The Humble Beginnings

It is difficult to imagine that Chinese Americans would one day be perceived as the “model minority” based on their early treatment. They were regarded with suspicion, as were other immigrants both before and after them.1

In the nineteenth century, the majority of Chinese came as common laborers to escape the economic and political turmoil in southern Guangdong province. Even after the California gold rush fever died down, great numbers of Chinese continued to arrive and found employment at positions requiring menial labor. Whether they prospected for gold, were employed to build the transcontinental railroad, or worked on farms and plantations, they were subjected to discriminatory practices and laws.2

Anti-Chinese sentiment gained momentum as these “coolies” were blamed for the loss of jobs among whites. In the space of a few decades, they were deprived of livelihood and home and driven from towns. They were the victims of violence, including murder, at the hands of vigilantes. They were considered an inferior race, as were Native Americans and African Americans.

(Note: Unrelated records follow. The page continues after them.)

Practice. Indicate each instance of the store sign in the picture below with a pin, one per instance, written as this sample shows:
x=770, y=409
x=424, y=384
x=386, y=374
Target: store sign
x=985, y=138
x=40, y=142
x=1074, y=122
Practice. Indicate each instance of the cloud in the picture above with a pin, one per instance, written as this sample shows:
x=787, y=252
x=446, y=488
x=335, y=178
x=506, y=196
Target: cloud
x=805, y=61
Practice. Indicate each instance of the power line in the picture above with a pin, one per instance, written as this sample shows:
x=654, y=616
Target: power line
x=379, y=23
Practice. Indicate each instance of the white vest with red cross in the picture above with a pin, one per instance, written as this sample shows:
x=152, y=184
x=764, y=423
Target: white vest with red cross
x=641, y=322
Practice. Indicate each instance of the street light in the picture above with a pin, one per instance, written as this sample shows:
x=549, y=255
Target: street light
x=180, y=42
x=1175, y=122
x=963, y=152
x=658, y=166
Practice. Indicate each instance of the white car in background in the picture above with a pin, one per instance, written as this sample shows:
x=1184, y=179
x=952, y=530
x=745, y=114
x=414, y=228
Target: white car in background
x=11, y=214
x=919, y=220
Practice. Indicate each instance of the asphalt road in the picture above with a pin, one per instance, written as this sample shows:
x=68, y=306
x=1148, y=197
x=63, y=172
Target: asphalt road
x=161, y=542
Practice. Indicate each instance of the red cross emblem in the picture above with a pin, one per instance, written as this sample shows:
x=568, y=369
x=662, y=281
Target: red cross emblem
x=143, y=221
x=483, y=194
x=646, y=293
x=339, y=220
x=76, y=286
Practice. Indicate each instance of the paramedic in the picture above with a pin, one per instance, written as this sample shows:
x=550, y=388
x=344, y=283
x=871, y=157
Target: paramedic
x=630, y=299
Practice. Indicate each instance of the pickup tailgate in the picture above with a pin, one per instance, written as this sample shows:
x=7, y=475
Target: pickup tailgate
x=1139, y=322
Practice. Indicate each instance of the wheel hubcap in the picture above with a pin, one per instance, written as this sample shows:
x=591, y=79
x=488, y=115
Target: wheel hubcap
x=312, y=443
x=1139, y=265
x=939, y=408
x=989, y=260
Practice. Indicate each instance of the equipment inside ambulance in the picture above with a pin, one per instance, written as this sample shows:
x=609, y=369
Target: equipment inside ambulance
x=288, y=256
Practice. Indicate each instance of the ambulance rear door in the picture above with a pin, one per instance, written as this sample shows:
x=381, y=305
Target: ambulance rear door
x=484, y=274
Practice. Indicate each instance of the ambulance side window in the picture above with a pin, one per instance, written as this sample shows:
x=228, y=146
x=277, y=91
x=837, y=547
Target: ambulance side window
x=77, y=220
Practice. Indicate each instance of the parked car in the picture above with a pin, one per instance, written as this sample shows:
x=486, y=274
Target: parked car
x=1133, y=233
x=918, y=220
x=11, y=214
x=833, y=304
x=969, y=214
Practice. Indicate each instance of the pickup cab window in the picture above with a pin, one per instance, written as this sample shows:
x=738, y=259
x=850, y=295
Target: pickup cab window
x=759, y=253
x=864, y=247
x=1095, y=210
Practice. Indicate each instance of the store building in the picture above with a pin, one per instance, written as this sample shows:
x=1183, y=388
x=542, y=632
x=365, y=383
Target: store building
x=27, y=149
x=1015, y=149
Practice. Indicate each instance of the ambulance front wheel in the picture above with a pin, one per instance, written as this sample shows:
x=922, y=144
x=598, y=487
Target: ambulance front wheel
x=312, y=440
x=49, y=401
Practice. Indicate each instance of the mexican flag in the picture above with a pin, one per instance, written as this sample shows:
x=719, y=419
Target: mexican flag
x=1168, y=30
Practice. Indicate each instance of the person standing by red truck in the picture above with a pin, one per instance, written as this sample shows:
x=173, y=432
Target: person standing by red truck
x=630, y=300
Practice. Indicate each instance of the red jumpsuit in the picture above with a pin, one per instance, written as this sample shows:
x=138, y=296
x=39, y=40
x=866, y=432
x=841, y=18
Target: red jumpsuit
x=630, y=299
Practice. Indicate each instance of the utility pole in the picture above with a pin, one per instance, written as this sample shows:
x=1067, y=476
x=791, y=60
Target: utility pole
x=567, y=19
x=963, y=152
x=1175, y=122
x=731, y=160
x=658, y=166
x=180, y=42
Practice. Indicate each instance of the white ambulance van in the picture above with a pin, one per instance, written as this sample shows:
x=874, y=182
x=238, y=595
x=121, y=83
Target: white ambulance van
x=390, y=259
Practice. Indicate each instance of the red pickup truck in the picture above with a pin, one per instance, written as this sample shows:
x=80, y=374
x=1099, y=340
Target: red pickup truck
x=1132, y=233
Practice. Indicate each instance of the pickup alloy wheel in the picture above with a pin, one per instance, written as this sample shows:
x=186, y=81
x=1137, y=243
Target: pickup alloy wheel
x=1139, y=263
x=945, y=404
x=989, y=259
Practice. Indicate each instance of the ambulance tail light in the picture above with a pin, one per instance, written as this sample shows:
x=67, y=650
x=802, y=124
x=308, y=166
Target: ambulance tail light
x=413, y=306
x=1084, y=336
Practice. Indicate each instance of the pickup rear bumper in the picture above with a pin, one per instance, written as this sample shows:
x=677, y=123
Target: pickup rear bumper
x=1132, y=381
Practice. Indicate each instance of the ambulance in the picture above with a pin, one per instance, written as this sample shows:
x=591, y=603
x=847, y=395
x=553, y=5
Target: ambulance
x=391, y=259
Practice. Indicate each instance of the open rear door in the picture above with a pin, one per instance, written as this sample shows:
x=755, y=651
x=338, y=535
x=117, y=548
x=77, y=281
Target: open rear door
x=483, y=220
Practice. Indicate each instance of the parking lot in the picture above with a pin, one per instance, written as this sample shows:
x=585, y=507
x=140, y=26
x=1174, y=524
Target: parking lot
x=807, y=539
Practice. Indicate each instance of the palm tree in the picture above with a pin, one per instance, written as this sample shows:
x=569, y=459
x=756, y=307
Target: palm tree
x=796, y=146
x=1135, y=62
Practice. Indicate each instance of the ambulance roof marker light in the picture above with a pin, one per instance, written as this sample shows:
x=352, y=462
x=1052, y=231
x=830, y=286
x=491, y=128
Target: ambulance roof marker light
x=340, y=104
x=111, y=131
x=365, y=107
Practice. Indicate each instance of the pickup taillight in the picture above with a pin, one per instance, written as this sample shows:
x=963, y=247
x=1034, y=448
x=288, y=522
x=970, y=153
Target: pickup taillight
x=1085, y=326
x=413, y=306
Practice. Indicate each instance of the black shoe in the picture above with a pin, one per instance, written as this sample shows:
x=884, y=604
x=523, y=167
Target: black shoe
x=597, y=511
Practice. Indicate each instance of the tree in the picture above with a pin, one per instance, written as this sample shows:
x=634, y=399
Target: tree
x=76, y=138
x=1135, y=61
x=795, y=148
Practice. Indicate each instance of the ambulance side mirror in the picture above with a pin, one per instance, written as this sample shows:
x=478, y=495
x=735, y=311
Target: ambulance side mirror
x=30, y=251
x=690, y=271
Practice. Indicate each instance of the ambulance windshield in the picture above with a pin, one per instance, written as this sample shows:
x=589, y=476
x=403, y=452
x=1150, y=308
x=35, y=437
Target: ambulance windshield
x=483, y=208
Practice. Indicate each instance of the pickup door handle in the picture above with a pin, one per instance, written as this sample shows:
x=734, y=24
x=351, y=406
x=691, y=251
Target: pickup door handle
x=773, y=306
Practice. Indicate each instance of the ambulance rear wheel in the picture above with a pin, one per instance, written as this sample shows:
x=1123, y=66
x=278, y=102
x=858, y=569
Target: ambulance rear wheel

A series of laws were passed gradually restricting their rights. The culmination of these legal barriers was the Chinese Exclusion Act of 1882. The Chinese were specifically named, targeted, banned, and denied naturalization.3 It was not until passage of the Immigration and Nationality Act of 1965 that the floodgates opened for Asian immigration to America.

The “Model Minority”

The degrading perception of the Chinese in 1882 and how they are now viewed as the “model minority” presents a dramatic turnaround. The blueprint for their career success supposedly rests on their strong work ethic and an emphasis on family, study, and education. These values align well with evangelical virtues.4

The term “model minority” was first coined by William Petersen in 1966 as he described the success of Japanese Americans in the face of discrimination and other obstacles.5 Unlike other minorities, Petersen concluded that the Japanese succeeded due to their cultural values such as diligence, frugality, and achievement orientation. This mantra was repeated in subsequent journal articles lending credence to this myth regarding Asian Americans as a whole.6 Asian Americans were held up as an example to be emulated by other peoples of color. Hence, civil rights protests were unnecessary. Equality could be achieved by following the example set by the “model minority.”       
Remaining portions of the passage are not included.